The Molecular Genetics research group at the University of Murcia recently published a review of their research in the prestigious Annual Review of Biochemistry at the invitation of Robert D. Kornberg, Nobel Prize in Chemistry in 2006 and editor of that medium.
This study focuses on his most relevant work: the discovery of a new type of photoreceptor protein that uses vitamin B12 as a light-sensing molecule.
Through this research, the team found a new role for this vitamin unknown to date.
This review includes a route from the first signs of the discovery, named by the principal investigator of the Montserrat group Elías Arnanz as an Eureka moment, to the experimental demonstration and the publication in Nature, to be able to show the photography of the protein in operation at any moment .
Elías explains that this article supposes for them an important recognition of the international community to the findings realized during the last years.
"We are still trying to understand in more detail how it works and to observe if the application is possible", comments the professor in Genetics.

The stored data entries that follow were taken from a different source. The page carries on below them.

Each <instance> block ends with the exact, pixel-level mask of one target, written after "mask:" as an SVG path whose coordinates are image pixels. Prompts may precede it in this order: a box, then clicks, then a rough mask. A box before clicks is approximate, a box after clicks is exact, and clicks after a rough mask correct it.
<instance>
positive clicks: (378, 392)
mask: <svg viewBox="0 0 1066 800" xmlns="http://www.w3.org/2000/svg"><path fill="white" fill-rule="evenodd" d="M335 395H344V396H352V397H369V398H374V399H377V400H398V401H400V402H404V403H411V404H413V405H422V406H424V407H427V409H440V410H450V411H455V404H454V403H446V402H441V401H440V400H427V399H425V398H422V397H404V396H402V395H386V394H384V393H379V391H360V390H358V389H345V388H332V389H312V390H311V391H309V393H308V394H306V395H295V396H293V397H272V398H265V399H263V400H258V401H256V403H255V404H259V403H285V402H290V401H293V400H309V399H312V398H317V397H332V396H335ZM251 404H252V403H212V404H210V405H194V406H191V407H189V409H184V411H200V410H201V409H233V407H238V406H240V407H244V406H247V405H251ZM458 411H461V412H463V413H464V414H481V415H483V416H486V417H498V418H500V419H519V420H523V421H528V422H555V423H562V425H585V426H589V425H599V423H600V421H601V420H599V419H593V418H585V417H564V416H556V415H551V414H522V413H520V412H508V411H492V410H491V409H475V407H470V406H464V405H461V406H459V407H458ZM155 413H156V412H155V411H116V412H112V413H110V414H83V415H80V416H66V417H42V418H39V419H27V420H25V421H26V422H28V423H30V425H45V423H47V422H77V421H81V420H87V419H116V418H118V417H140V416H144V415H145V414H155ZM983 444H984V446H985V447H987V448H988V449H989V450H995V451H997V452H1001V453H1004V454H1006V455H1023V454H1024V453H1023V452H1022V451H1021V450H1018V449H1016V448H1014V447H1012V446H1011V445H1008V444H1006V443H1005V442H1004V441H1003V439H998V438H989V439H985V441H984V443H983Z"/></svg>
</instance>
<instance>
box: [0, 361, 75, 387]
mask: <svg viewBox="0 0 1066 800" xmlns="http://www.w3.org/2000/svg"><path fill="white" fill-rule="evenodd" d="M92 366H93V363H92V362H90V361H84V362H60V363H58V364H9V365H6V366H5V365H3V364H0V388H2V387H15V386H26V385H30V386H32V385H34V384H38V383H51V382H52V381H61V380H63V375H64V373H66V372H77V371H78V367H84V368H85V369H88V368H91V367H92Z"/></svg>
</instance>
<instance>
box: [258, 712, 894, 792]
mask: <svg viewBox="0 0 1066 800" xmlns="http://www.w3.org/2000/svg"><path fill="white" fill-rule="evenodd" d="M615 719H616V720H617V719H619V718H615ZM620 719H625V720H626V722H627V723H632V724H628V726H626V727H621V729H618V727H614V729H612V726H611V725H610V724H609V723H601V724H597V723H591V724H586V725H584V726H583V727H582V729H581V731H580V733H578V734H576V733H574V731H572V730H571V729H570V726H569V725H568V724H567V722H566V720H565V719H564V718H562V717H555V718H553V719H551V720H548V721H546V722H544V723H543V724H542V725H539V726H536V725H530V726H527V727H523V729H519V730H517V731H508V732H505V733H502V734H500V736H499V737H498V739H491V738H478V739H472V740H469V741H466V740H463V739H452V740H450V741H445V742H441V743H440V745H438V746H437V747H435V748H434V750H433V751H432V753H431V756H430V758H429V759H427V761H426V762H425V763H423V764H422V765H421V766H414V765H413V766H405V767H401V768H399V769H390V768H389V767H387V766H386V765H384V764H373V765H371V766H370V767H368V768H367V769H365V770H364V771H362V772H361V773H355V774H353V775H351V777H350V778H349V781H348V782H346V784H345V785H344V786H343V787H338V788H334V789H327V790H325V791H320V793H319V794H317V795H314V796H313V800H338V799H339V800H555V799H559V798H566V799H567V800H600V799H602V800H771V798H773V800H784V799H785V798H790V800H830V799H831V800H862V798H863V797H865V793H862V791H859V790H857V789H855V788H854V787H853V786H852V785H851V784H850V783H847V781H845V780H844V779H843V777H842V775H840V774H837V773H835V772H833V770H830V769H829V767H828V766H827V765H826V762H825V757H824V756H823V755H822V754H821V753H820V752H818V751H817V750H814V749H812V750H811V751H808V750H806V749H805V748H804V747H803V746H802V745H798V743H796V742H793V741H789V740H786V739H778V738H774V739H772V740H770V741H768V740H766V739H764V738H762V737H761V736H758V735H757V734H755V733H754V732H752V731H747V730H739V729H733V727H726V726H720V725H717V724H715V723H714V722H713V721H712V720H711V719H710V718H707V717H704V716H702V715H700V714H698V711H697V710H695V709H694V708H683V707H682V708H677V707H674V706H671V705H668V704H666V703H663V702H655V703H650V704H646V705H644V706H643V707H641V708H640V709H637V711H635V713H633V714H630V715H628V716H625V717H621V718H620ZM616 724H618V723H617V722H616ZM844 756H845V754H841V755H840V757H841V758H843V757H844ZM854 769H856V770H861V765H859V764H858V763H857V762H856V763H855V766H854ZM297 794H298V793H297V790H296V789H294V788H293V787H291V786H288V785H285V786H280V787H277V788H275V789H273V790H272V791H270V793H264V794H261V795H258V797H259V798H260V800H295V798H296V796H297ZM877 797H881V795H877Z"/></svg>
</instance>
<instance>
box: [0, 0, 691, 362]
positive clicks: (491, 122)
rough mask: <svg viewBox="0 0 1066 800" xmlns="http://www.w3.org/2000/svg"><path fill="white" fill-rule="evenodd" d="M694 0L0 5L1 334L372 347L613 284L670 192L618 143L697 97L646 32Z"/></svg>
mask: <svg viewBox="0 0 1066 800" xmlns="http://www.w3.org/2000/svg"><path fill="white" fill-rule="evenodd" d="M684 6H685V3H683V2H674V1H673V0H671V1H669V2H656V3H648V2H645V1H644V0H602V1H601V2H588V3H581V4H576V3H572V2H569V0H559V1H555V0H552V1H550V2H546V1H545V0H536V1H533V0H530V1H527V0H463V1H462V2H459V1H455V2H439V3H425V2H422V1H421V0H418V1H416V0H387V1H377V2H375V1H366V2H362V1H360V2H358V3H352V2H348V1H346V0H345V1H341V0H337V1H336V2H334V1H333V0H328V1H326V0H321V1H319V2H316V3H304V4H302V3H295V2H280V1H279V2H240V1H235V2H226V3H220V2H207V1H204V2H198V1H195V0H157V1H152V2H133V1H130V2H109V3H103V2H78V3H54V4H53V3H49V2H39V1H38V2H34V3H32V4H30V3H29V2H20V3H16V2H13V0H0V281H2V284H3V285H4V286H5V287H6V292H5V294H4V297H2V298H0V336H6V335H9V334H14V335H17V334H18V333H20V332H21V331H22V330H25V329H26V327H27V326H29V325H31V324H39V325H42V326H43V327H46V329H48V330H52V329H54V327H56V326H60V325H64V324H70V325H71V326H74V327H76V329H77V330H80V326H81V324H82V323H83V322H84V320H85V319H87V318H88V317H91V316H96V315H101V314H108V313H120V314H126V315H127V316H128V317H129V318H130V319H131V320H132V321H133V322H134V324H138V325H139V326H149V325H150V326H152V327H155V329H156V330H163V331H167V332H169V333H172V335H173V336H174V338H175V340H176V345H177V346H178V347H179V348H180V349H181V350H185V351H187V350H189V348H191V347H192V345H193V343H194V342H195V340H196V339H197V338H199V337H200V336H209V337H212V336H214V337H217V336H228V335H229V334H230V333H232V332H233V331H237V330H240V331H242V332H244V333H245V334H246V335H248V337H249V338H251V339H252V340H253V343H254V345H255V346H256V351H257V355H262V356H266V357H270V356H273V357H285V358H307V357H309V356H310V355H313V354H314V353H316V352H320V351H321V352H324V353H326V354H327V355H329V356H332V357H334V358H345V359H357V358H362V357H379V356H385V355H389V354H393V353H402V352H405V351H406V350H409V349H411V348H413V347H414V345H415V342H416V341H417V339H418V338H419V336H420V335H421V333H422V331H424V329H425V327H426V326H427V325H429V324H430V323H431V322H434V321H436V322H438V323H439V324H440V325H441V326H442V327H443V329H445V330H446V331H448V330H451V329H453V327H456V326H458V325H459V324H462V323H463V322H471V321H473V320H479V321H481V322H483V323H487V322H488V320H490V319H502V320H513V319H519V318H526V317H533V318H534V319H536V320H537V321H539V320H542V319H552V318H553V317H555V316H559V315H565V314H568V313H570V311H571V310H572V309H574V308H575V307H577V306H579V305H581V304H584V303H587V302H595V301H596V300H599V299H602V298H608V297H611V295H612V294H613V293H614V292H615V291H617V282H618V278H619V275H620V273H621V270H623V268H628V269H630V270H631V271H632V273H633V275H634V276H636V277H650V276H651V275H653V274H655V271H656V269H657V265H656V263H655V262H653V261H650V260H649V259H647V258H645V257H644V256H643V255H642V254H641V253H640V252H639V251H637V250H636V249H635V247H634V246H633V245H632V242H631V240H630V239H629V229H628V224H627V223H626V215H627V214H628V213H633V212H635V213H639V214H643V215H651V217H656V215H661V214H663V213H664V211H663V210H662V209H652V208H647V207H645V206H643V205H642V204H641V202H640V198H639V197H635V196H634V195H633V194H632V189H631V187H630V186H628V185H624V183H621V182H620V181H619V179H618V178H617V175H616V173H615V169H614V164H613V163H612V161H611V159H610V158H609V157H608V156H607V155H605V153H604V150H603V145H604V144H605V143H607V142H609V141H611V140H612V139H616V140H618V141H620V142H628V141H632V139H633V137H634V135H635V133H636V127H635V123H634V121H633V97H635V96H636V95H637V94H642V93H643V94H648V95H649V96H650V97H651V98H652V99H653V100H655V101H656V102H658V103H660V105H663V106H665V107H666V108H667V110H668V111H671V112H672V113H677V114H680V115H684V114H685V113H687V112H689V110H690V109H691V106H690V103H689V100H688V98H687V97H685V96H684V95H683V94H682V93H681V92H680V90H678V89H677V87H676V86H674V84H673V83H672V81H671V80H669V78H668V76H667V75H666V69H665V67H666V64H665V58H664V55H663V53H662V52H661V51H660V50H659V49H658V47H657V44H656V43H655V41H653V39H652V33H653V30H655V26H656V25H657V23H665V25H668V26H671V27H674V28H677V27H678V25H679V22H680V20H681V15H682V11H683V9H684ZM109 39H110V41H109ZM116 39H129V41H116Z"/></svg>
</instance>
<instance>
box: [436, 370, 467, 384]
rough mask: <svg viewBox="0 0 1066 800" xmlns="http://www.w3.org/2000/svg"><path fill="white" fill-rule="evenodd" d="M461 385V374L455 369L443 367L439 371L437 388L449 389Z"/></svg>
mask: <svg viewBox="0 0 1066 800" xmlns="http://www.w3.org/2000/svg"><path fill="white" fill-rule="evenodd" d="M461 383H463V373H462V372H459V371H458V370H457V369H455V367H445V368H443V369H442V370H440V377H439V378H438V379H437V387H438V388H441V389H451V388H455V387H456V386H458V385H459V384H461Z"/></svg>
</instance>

The UMU research team works to understand how we respond to the stimuli to which we are exposed using a bacterial model, through which we can extrapolate important results.
The review article focuses on CarH protein of the bacterium, which together with other proteins found by the group, called Car, control the production of carotenes, reddish pigments found also in tomatoes or carrots and that bacteria Produces to protect against damage from light.
The group also investigates the other Car proteins, some of which are more typical of higher organisms.
"We humans have a protein similar to a Car protein, which we do not know how it works, so we are using our bacteria to understand its function and from there to understand the functioning in higher organisms."
After the finding on CarH carried out in the University of Murcia, during the review they have verified that this protein is very extended in other bacteria, in which its function is unknown.
Currently, the team of Elijah does an evolutionary work to understand how this type of protein has emerged as well as how it works in other bacteria, finding very interesting variants.
This discovery served to publish in the prestigious journal of impact PNAS in 2011, and later in 2015 in the recognized Nature, in collaboration with a group at the Massachusetts Institute of Technology in the United States, and Nature Communications, explaining the operation of this protein.
The Annual Reviews, as the name implies, are magazines that are published annually with review articles made at the invitation of well-known researchers to the most internationally recognized teams on certain leading topics.
The first magazine in the Annual Reviews collection was the Annual Review of Biochemistry, founded in 1932 by Professor J. Murray Luck of Stanford University, given the impossibility of covering all existing scientific literature on a given subject.
Thus, it was decided that each year a critical review on the state of various issues was carried out, guiding the path to future research and guiding the issues to be resolved.
This year Volume 86 is published, with such relevant subjects as autophagy, recently recognized with a Nobel Prize or the development of new antibiotics.
Other international groups are using the findings obtained to develop new lines of research among which is to find applications to this protein in a novel field known as Optogenetics.
One of its uses may be to control the transmission of signals through light, as has been shown recently in zebrafish and in human cells.
These advances may have an application in fields of research as relevant as cancer.
Other light sensing proteins are already being used as a new strategy in Neurobiology to precisely control the activation of certain neurons and understand how they work.